I have some sympathy for women who suffered from unwelcome male attention in the form of being pestered by men who fancied them, as this is the other side of the same coin, but it is far more humiliating to be on the 'tails you lose' side of that particular coin, believe me.

Kendodd · 05/11/2025 10:00

PiccadillyPurple · 05/11/2025 08:18

I have always been, not just plain, but noticeably unattractive. It's my face, not my figure, so absolutely nothing I can do about it. It's in the bone structure of my face so even surgery wouldn't help, not that I'd waste money trying.

What stands out from some of the posts here from former beauties is the sense of entitlement, to male attention, 'privileges' such as always being bought drinks, etc.

No, that is not the world most people live in, whether they're in their twenties or their nineties.

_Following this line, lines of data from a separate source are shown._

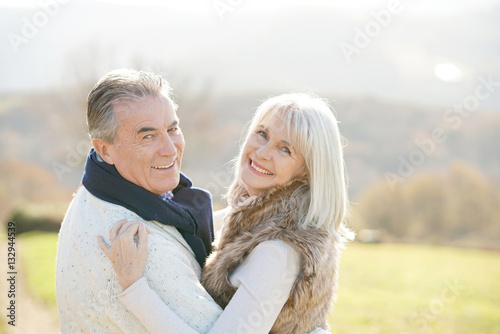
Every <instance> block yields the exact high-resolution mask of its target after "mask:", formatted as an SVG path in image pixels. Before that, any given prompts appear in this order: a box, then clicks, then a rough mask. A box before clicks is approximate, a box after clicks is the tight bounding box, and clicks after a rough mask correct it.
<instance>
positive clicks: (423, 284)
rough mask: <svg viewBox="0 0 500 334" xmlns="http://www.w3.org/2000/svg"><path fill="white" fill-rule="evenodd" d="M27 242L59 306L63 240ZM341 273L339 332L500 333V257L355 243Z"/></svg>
mask: <svg viewBox="0 0 500 334" xmlns="http://www.w3.org/2000/svg"><path fill="white" fill-rule="evenodd" d="M19 238H22V241H23V249H21V250H20V254H21V256H22V259H23V261H24V264H25V266H26V268H25V272H26V275H27V278H28V283H29V284H30V290H31V291H33V293H34V294H35V295H36V296H38V297H39V298H41V299H43V300H45V301H47V303H48V304H49V305H51V306H52V307H55V293H54V290H55V289H54V275H55V252H56V240H57V235H56V234H54V233H43V234H34V233H30V234H24V235H20V236H19ZM96 247H97V246H96ZM340 270H341V271H340V289H339V291H338V300H337V302H336V306H335V310H334V312H333V313H332V314H331V316H330V318H329V323H330V326H331V328H332V331H333V333H335V334H347V333H349V334H353V333H354V334H358V333H362V334H379V333H380V334H410V333H411V334H414V333H439V334H470V333H478V334H500V253H497V252H487V251H478V250H467V249H455V248H443V247H430V246H415V245H394V244H379V245H366V244H358V243H353V244H351V245H349V246H348V248H347V250H345V251H344V254H343V258H342V262H341V269H340Z"/></svg>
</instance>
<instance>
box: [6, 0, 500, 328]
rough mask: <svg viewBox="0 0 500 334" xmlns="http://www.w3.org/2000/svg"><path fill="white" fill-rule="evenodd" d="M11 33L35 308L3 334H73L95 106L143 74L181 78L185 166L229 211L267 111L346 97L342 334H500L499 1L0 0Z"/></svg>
mask: <svg viewBox="0 0 500 334" xmlns="http://www.w3.org/2000/svg"><path fill="white" fill-rule="evenodd" d="M0 35H1V39H0V221H1V223H2V247H4V248H3V249H4V250H2V251H1V253H4V254H3V255H2V256H4V257H6V256H7V254H6V253H7V247H8V245H7V242H8V240H7V236H6V225H7V223H8V222H15V224H16V229H17V236H16V240H15V241H16V250H17V252H16V256H17V263H16V265H17V266H18V267H17V268H16V269H17V270H18V281H17V284H18V286H17V292H18V294H17V295H16V298H17V304H18V305H19V309H18V311H17V319H16V327H13V326H11V325H8V324H7V322H8V321H10V320H9V318H8V317H2V322H3V323H4V324H3V327H2V328H3V329H2V328H0V331H4V332H6V333H14V332H16V333H56V332H57V331H58V320H57V310H56V303H55V296H54V290H55V289H54V267H55V251H56V247H57V231H58V230H59V226H60V222H61V221H62V219H63V216H64V212H65V210H66V209H67V206H68V204H69V202H70V201H71V198H72V194H73V193H74V192H75V190H76V188H77V187H78V185H79V183H80V180H81V177H82V172H83V167H84V162H85V158H86V155H87V153H88V150H89V148H90V141H89V138H88V135H87V132H86V123H85V112H86V97H87V94H88V92H89V91H90V89H91V88H92V86H93V85H94V84H95V83H96V82H97V80H98V79H99V78H100V77H101V76H103V75H104V74H105V73H107V72H108V71H110V70H112V69H115V68H123V67H126V68H134V69H138V70H148V71H153V72H155V73H158V74H162V75H163V76H164V77H165V78H166V79H167V80H168V81H169V82H170V84H171V86H172V88H173V91H174V99H175V101H176V102H177V104H178V105H179V112H178V114H179V117H180V119H181V126H182V129H183V132H184V136H185V138H186V149H185V152H184V158H183V170H184V172H185V173H186V174H187V175H188V176H190V177H191V179H192V180H193V181H194V183H195V184H196V185H198V186H200V187H204V188H206V189H208V190H209V191H210V192H211V193H212V194H213V198H214V207H215V208H221V207H222V206H224V201H223V198H222V195H223V194H224V192H225V189H226V187H227V186H228V184H229V181H230V180H231V172H230V169H231V162H230V161H231V159H233V158H234V156H235V155H236V154H237V152H238V149H239V141H240V138H241V135H242V133H243V130H244V127H245V124H246V123H247V122H248V121H249V120H250V118H251V116H252V114H253V112H254V111H255V109H256V108H257V107H258V106H259V104H260V103H261V102H262V101H263V100H264V99H265V98H267V97H269V96H272V95H277V94H281V93H286V92H292V91H293V92H306V93H313V94H316V95H319V96H321V97H323V98H325V99H327V100H328V101H329V102H330V105H331V106H332V108H333V109H334V111H335V114H336V116H337V118H338V120H339V122H340V123H339V126H340V130H341V133H342V135H343V136H344V137H345V143H346V146H345V159H346V168H347V171H348V175H349V193H350V198H351V202H352V219H351V223H352V228H353V229H354V230H355V231H356V232H357V234H358V237H357V241H356V242H354V243H352V244H350V245H349V246H348V248H347V249H346V250H345V252H344V256H343V260H342V264H341V275H340V276H341V278H340V280H341V287H340V290H339V292H338V294H339V296H338V300H337V302H336V307H335V310H334V312H333V313H332V315H331V318H330V326H331V327H332V330H333V332H334V333H374V334H375V333H500V308H499V307H498V306H499V305H500V287H499V285H498V282H499V280H500V269H499V268H500V254H499V253H498V250H499V249H500V145H499V142H500V1H498V0H477V1H466V0H461V1H450V0H440V1H430V0H420V1H411V0H400V1H398V0H388V1H379V0H370V1H368V0H352V1H349V2H346V1H340V0H330V1H327V0H323V1H320V0H312V1H305V0H288V1H283V0H275V1H264V0H185V1H173V0H164V1H160V0H157V1H155V0H145V1H138V0H125V1H112V0H109V1H105V0H101V1H83V0H74V1H69V0H64V1H62V0H40V1H27V0H12V1H8V0H0ZM96 247H97V243H96ZM2 263H7V262H6V260H5V261H2ZM7 271H8V269H7V268H5V275H7V274H6V273H7ZM1 281H2V284H3V285H1V286H0V287H1V289H2V292H1V293H0V295H1V298H3V299H0V301H1V302H2V305H8V302H9V300H7V299H6V296H7V293H6V292H7V291H8V287H7V286H4V285H5V284H6V283H5V282H4V281H5V280H4V279H2V280H1Z"/></svg>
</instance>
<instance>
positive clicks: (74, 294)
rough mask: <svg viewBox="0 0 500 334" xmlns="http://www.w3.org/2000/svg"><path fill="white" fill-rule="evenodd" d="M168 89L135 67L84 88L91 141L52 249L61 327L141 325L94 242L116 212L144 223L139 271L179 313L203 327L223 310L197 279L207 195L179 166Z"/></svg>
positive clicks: (164, 81) (72, 327)
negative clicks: (142, 252) (149, 231)
mask: <svg viewBox="0 0 500 334" xmlns="http://www.w3.org/2000/svg"><path fill="white" fill-rule="evenodd" d="M169 94H170V87H169V85H168V83H167V82H166V81H165V80H164V79H163V78H161V77H160V76H157V75H155V74H152V73H147V72H137V71H133V70H117V71H113V72H110V73H109V74H107V75H106V76H104V78H102V79H101V80H100V81H99V82H98V83H97V84H96V85H95V87H94V88H93V89H92V91H91V92H90V94H89V97H88V108H87V124H88V131H89V135H90V137H91V139H92V144H93V149H92V150H91V152H90V154H89V156H88V159H87V163H86V166H85V173H84V176H83V180H82V186H81V187H80V188H79V189H78V191H77V193H76V194H75V196H74V198H73V201H72V202H71V204H70V206H69V209H68V212H67V213H66V216H65V218H64V221H63V223H62V225H61V230H60V233H59V243H58V250H57V271H56V294H57V304H58V309H59V319H60V324H61V331H62V332H63V333H82V332H83V333H147V330H146V329H145V328H144V327H143V326H142V325H141V323H140V322H139V321H138V320H137V319H136V318H135V316H134V315H132V314H131V313H129V312H128V311H127V310H126V309H125V308H124V306H123V305H122V304H121V303H120V302H119V301H118V299H117V298H116V296H117V295H119V294H120V293H121V288H120V285H119V282H118V280H117V278H116V276H115V274H114V272H113V268H112V265H111V263H110V262H109V260H108V259H107V258H106V256H105V255H104V253H103V252H102V251H101V250H100V249H99V247H98V246H97V239H96V237H97V236H106V237H107V236H108V235H109V231H110V229H111V228H112V226H113V225H114V224H115V223H116V222H117V221H119V220H121V219H128V220H137V221H142V222H143V223H144V224H145V226H147V227H148V229H149V230H150V235H149V241H148V260H147V264H146V268H145V270H144V276H145V277H146V278H147V280H148V282H149V285H150V287H151V288H152V289H153V290H155V291H156V292H157V293H158V295H159V296H160V298H161V299H162V300H163V301H164V302H165V303H166V304H167V305H168V306H169V307H170V308H171V309H172V310H173V311H174V312H175V313H176V314H177V315H178V316H179V317H180V318H181V319H182V320H184V322H186V323H187V324H188V325H190V326H191V327H192V328H194V329H197V330H198V331H199V332H206V331H208V329H209V328H210V327H211V326H212V324H213V323H214V322H215V320H216V319H217V318H218V316H219V315H220V313H221V312H222V311H221V309H220V307H219V306H218V305H217V304H216V303H215V302H214V301H213V299H212V298H211V297H210V295H209V294H208V293H207V292H206V291H205V290H204V289H203V287H202V286H201V284H200V283H199V279H200V274H201V267H202V266H203V262H204V260H205V257H206V256H207V254H208V253H209V252H210V245H211V242H212V240H213V226H212V225H213V224H212V207H211V199H210V195H209V194H208V193H206V192H204V191H202V190H200V189H196V188H193V187H192V184H191V182H190V181H189V179H187V178H186V177H185V176H184V175H183V174H182V173H181V172H180V170H181V162H182V152H183V149H184V138H183V135H182V132H181V130H180V127H179V119H178V117H177V114H176V105H175V104H174V102H173V101H172V99H171V98H170V96H169ZM107 241H108V242H109V239H108V240H107Z"/></svg>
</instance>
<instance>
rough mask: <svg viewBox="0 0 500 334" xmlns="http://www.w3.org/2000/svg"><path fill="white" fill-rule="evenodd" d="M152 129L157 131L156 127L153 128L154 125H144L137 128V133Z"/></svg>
mask: <svg viewBox="0 0 500 334" xmlns="http://www.w3.org/2000/svg"><path fill="white" fill-rule="evenodd" d="M150 131H156V128H153V127H152V126H143V127H142V128H140V129H139V130H137V133H143V132H150Z"/></svg>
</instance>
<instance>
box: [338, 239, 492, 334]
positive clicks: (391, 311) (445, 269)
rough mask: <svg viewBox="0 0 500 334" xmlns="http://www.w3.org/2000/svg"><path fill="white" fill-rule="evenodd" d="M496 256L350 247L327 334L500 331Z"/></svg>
mask: <svg viewBox="0 0 500 334" xmlns="http://www.w3.org/2000/svg"><path fill="white" fill-rule="evenodd" d="M499 283H500V253H495V252H487V251H479V250H470V249H456V248H444V247H431V246H415V245H394V244H380V245H367V244H359V243H353V244H351V245H349V246H348V248H347V249H346V250H345V251H344V254H343V258H342V262H341V269H340V289H339V291H338V299H337V302H336V306H335V309H334V311H333V313H332V314H331V316H330V318H329V324H330V327H331V328H332V331H333V333H336V334H343V333H364V334H365V333H366V334H372V333H373V334H375V333H381V334H382V333H391V334H392V333H394V334H405V333H440V334H441V333H442V334H469V333H481V334H499V333H500V286H499Z"/></svg>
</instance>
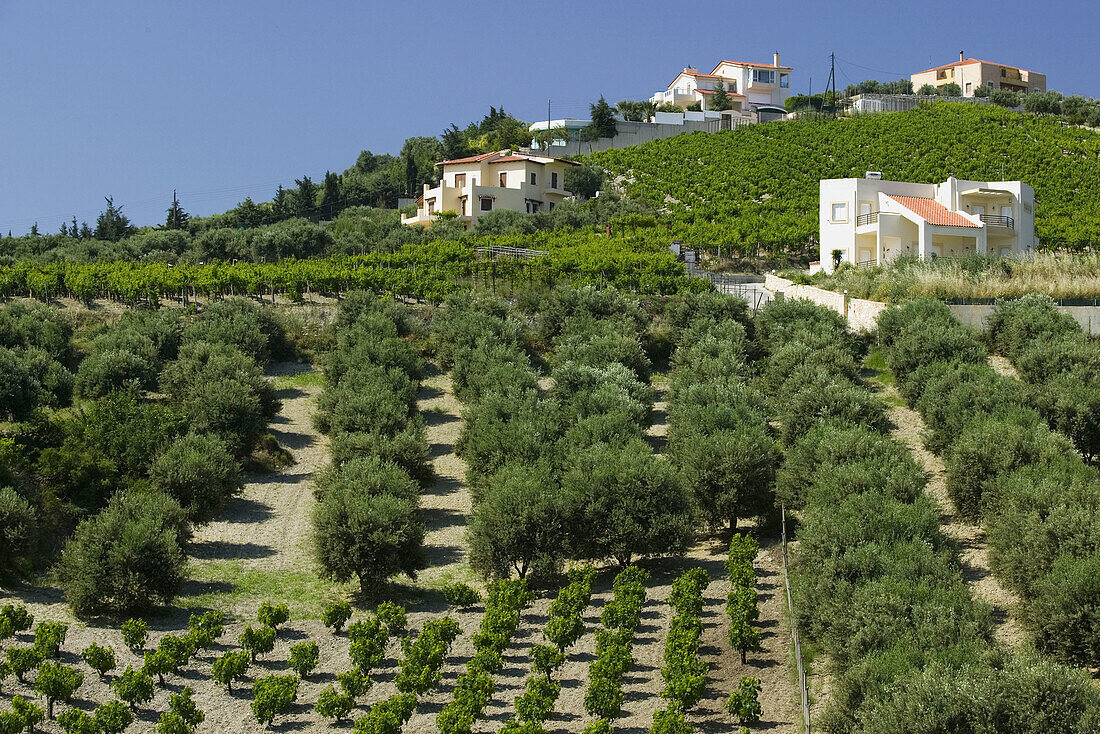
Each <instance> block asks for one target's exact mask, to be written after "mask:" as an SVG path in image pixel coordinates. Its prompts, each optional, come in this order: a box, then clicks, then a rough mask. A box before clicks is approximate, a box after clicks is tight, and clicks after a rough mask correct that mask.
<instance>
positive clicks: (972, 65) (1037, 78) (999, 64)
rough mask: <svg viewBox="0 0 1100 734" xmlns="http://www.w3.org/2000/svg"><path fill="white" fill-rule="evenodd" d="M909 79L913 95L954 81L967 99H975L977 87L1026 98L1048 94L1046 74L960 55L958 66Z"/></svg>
mask: <svg viewBox="0 0 1100 734" xmlns="http://www.w3.org/2000/svg"><path fill="white" fill-rule="evenodd" d="M910 79H912V81H913V90H914V91H915V90H917V89H920V88H921V87H923V86H924V85H926V84H931V85H932V86H933V87H943V86H945V85H948V84H952V83H953V81H954V83H955V84H957V85H958V86H959V89H961V90H963V96H964V97H974V95H975V90H976V89H978V87H992V88H994V89H1009V90H1011V91H1016V92H1020V94H1024V95H1026V94H1027V92H1030V91H1046V75H1045V74H1040V73H1038V72H1029V70H1027V69H1022V68H1019V67H1015V66H1007V65H1004V64H994V63H992V62H983V61H981V59H980V58H964V57H963V52H961V51H960V52H959V59H958V61H957V62H955V63H953V64H944V65H943V66H937V67H935V68H931V69H926V70H924V72H917V73H916V74H913V75H912V76H911V77H910Z"/></svg>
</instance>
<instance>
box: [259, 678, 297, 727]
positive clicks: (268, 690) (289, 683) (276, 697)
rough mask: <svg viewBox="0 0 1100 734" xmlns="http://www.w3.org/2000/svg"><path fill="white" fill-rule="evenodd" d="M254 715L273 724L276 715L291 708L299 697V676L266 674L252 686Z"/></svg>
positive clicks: (260, 722)
mask: <svg viewBox="0 0 1100 734" xmlns="http://www.w3.org/2000/svg"><path fill="white" fill-rule="evenodd" d="M252 691H253V699H252V715H254V716H255V717H256V721H259V722H260V723H261V724H265V725H268V726H270V725H271V723H272V721H274V720H275V716H277V715H278V714H281V713H283V712H284V711H286V710H287V709H289V708H290V704H292V703H294V702H295V701H296V700H297V698H298V677H297V676H266V677H264V678H260V679H257V680H256V682H255V683H253V686H252Z"/></svg>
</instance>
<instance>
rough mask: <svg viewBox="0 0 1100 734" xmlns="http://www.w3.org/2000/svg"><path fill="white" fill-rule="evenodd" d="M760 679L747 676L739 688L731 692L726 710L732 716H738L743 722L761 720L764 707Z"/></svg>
mask: <svg viewBox="0 0 1100 734" xmlns="http://www.w3.org/2000/svg"><path fill="white" fill-rule="evenodd" d="M759 695H760V679H759V678H750V677H748V676H745V677H742V678H741V682H740V683H739V684H738V687H737V690H736V691H734V692H733V693H730V694H729V700H728V701H726V710H727V711H729V714H730V715H731V716H737V719H738V720H740V721H741V723H750V722H756V721H760V715H761V714H762V713H763V709H762V708H761V706H760V701H759V700H758V697H759Z"/></svg>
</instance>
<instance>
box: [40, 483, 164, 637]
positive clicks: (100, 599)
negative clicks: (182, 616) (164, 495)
mask: <svg viewBox="0 0 1100 734" xmlns="http://www.w3.org/2000/svg"><path fill="white" fill-rule="evenodd" d="M142 496H147V495H145V494H143V495H142ZM153 496H157V495H153ZM158 496H160V497H162V499H165V497H164V495H158ZM138 499H139V497H138V495H135V496H134V497H133V500H138ZM165 500H166V499H165ZM165 507H167V508H168V511H169V512H165V511H164V510H165ZM171 512H178V513H180V514H182V510H180V508H179V506H178V505H176V504H175V503H173V502H171V501H168V502H162V504H161V505H160V506H156V505H152V504H149V503H144V502H143V503H141V504H139V503H138V502H130V499H128V497H125V496H120V497H117V499H116V500H113V501H112V502H111V504H110V505H109V506H108V507H107V508H106V510H103V511H102V512H101V513H99V514H98V515H96V516H95V517H92V518H90V519H86V521H84V522H83V523H80V525H79V526H77V529H76V534H75V536H74V538H73V539H72V540H70V541H69V543H68V545H67V546H66V547H65V550H64V552H63V556H62V562H61V569H59V572H61V577H62V582H63V585H64V588H65V594H66V598H67V599H68V602H69V604H70V605H72V606H73V612H74V613H75V614H77V615H79V616H87V615H92V614H116V615H121V614H127V613H129V612H133V611H140V610H145V609H150V607H152V606H155V605H158V604H167V603H169V602H171V601H172V600H173V599H174V598H175V595H176V594H177V593H178V591H179V588H180V585H183V581H184V569H185V559H184V555H183V551H182V550H180V548H179V538H178V533H179V529H178V526H176V525H175V522H176V518H175V517H174V515H173V514H171Z"/></svg>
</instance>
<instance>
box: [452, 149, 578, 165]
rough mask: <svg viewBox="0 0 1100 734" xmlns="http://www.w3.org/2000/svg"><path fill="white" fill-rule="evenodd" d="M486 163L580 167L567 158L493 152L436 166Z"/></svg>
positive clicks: (543, 155)
mask: <svg viewBox="0 0 1100 734" xmlns="http://www.w3.org/2000/svg"><path fill="white" fill-rule="evenodd" d="M485 161H488V163H489V164H491V165H492V164H494V163H517V162H519V161H529V162H531V163H543V164H544V163H549V162H551V161H557V162H558V163H568V164H569V165H573V166H579V165H581V164H580V163H577V162H576V161H570V160H568V158H555V157H553V156H552V155H536V154H533V153H531V154H529V155H528V154H525V153H513V154H510V155H505V154H504V151H493V152H492V153H482V154H481V155H471V156H469V157H465V158H453V160H451V161H440V162H439V163H437V164H436V165H437V166H445V165H458V164H462V163H482V162H485Z"/></svg>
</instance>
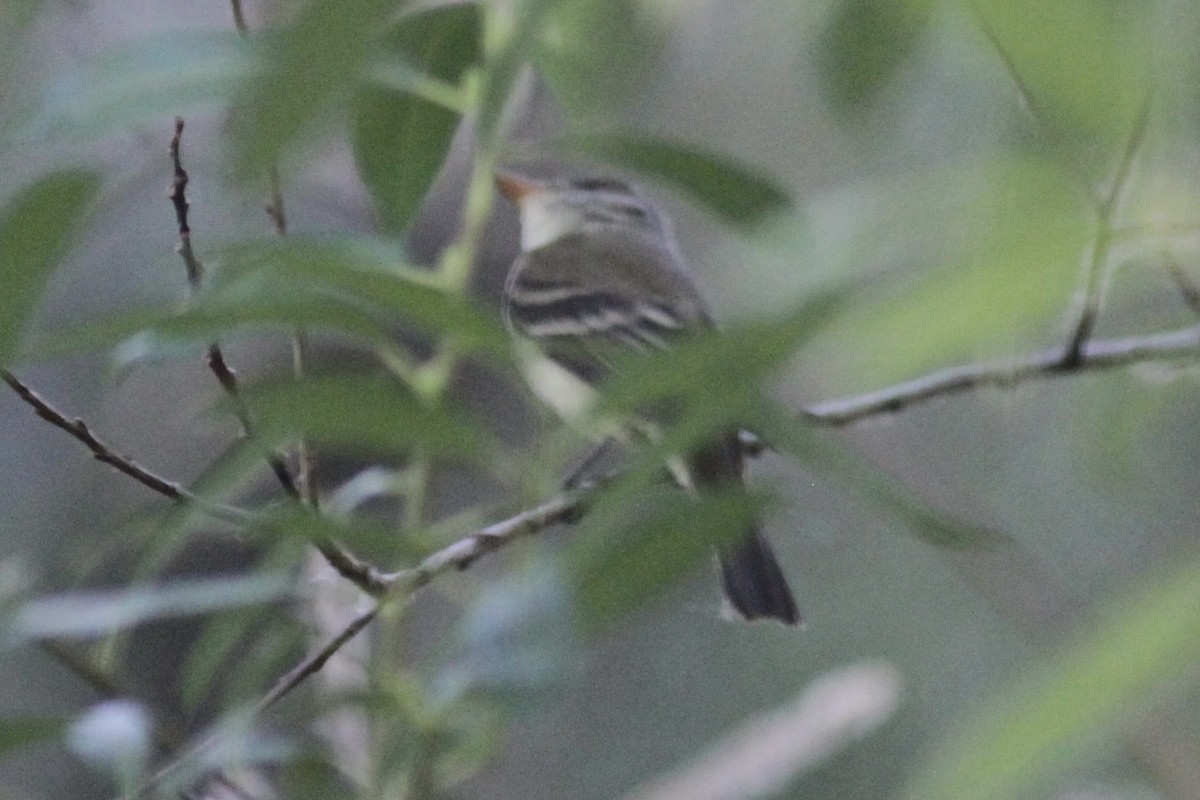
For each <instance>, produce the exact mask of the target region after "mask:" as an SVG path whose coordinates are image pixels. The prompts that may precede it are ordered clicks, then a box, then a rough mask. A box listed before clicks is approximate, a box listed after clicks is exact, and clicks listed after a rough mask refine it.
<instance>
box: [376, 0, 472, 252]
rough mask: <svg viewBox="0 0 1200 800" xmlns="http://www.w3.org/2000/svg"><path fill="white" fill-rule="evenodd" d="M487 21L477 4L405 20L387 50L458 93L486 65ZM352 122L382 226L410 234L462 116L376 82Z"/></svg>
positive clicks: (452, 110) (420, 70)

I'm in my 50s now and glad to be invisible, not because general hagdom has levelled out but because I no longer have to suffer random men calling me names when I'm out and about. If you're 20 and ugly men seem to take it as a personal affront and they're desperately keen to show their mates that you are far, far beneath their standard for a shag, so you get the delights of barking dog noises made in your wake, and "you make [insert comically unattractive celebrity of the day] look good" or simply "God, you're ugly!".

So I have no sympathy for people who were once attractive and have lost it - be glad you have had that experience in your life, and get on with living in the real world.

I have some sympathy for women who suffered from unwelcome male attention in the form of being pestered by men who fancied them, as this is the other side of the same coin, but it is far more humiliating to be on the 'tails you lose' side of that particular coin, believe me.

I agree, the good looking don't deserve/need sympathy if they start to lose their looks. I mean what exactly are they mourning, street harassment? For a start they usually remain better looking than their peers anyway so they don't even lose their looks, they just get older. It's very well documented that better looking people have an easier ride through life. I'm on the lucky side of that divide. I have to do a fair bit of public speaking at work, sometimes having to try to win round a hostile crowd. I'm sure having a pretty face and good body, even in my 50s, helps with this.
Your post made me so angry though. How dare men speak to you like that ! Just how fucking dare they!